Booker T. Washington: Up From Slavery: An Autobiography

Chapter 9. Anxious Days And Sleepless Nights (continued)

I shall always remember a bit of advice given me by Mr. George W. Campbell, the white man to whom I have referred to as the one who induced General Armstrong to send me to Tuskegee. Soon after I entered upon the work Mr. Campbell said to me, in his fatherly way: "Washington, always remember that credit is capital."

At one time when we were in the greatest distress for money that we ever experienced, I placed the situation frankly before General Armstrong. Without hesitation he gave me his personal check for all the money which he had saved for his own use. This was not the only time that General Armstrong helped Tuskegee in this way. I do not think I have ever made this fact public before.

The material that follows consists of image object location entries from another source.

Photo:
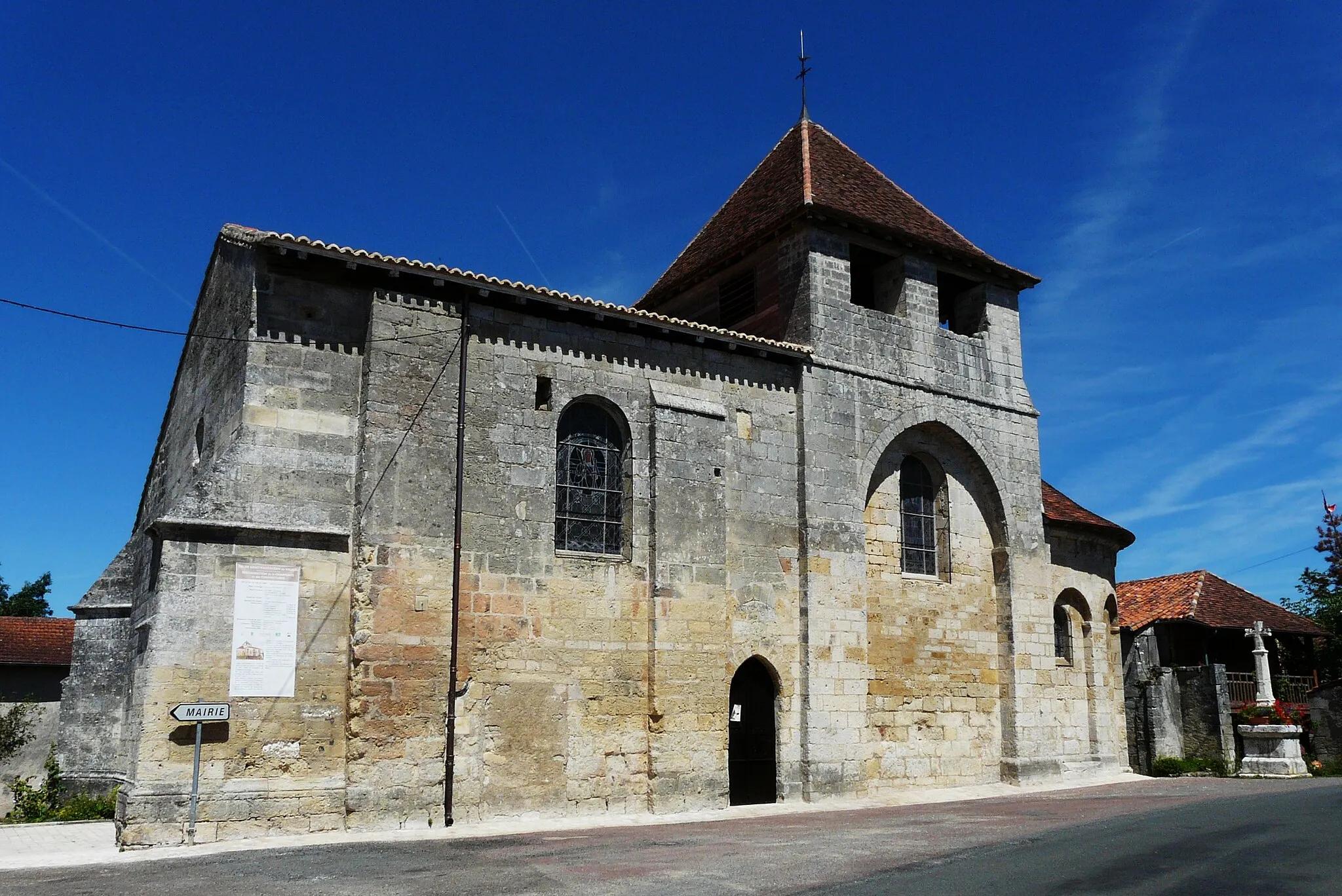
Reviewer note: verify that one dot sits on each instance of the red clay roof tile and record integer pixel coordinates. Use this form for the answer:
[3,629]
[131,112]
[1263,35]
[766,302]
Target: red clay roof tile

During the summer of 1882, at the end of the first year's work of the school, I was married to Miss Fannie N. Smith, of Malden, W. Va. We began keeping house in Tuskegee early in the fall. This made a home for our teachers, who now had been increase to four in number. My wife was also a graduate of the Hampton Institute. After earnest and constant work in the interests of the school, together with her housekeeping duties, my wife passed away in May, 1884. One child, Portia M. Washington, was born during our marriage.

From the first, my wife most earnestly devoted her thoughts and time to the work of the school, and was completely one with me in every interest and ambition. She passed away, however, before she had an opportunity of seeing what the school was designed to be.